Behavioral detection tools analyze what users do inside the corporate environment — access patterns, data movement, login anomalies, and policy violations. They are reactive by design: they generate alerts only after observable behavior has occurred, which means the detection window opens after an insider has already begun acting. The most dangerous insider threat scenarios involve actors who behave normally for extended periods before taking action, or who exploit trusted access in ways that fall within normal usage parameters. SpyCloud’s Insider Threat Pulse Report found that 67% of security teams are planning to augment their insider threat programs in the next 12 months, signaling widespread recognition that existing tools are insufficient. The gap behavioral tools cannot close is what happened to a user before they joined the organization or outside the corporate perimeter during their tenure. A compromised employee whose device was infected by infostealer malware last week has not yet exhibited any anomalous behavior. A malicious insider who has been planning data exfiltration for months may exhibit no behavioral signal until the moment of action. SpyCloud surfaces the pre-behavioral evidence: recaptured darknet data that shows credential compromise, criminal infrastructure ties, or synthetic identity patterns that precede detectable behavior by days, weeks, or months.
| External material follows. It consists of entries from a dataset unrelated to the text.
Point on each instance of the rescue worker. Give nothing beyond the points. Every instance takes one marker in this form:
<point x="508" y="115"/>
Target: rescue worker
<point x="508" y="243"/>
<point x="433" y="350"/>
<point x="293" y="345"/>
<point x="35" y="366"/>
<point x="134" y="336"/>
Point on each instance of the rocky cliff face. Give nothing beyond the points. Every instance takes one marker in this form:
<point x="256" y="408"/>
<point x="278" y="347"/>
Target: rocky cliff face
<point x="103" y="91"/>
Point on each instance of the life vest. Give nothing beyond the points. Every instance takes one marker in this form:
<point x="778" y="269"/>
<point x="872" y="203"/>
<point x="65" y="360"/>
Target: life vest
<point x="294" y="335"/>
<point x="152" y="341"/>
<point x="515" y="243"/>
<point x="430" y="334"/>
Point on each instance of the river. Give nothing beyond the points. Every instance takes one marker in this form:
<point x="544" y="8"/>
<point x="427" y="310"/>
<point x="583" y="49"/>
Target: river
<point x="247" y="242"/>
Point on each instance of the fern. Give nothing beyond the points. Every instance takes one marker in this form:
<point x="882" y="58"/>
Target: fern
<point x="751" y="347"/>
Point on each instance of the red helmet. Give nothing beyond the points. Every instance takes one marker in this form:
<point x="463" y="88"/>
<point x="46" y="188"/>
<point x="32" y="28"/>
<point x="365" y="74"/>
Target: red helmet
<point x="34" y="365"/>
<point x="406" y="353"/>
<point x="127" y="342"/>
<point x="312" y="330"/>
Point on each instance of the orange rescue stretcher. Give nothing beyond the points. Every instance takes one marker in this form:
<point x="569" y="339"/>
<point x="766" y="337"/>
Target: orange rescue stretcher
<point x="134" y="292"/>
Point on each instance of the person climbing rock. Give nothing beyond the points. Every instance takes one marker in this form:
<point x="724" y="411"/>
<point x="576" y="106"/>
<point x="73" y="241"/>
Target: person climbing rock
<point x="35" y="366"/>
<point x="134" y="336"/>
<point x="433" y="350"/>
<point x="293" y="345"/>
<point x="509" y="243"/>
SpyCloud’s Insider Threat Pulse Report found that 87% of organizations already involve their HR or recruiting teams in insider threat defense, but 60% do so through manual, ad-hoc processes with no automated workflows linking HR and security systems. SpyCloud enables structured collaboration across three lifecycle stages. At pre-hire screening, SpyCloud Investigations allows security or HR teams to run candidate identity correlation against SpyCloud’s recaptured darknet dataset to surface fraudulent identities, criminal infrastructure connections, or synthetic identity patterns before an offer is extended. This is particularly relevant for roles with privileged access and for remote positions where in-person verification is not possible. During employment, Workforce Threat Protection and Endpoint Threat Protection continuously monitor employee credentials and device telemetry for signs of compromise, surfacing newly exposed credentials or malware infections to security teams who can act before an external attacker exploits the compromised account. SpyCloud’s API and SOAR integrations allow these signals to route automatically into insider risk case management systems or HR ticketing workflows rather than remaining siloed in the security stack. At offboarding, SpyCloud can identify whether a departing employee’s credentials or access artifacts are currently circulating in criminal markets, enabling targeted revocation and access review rather than a blanket checklist.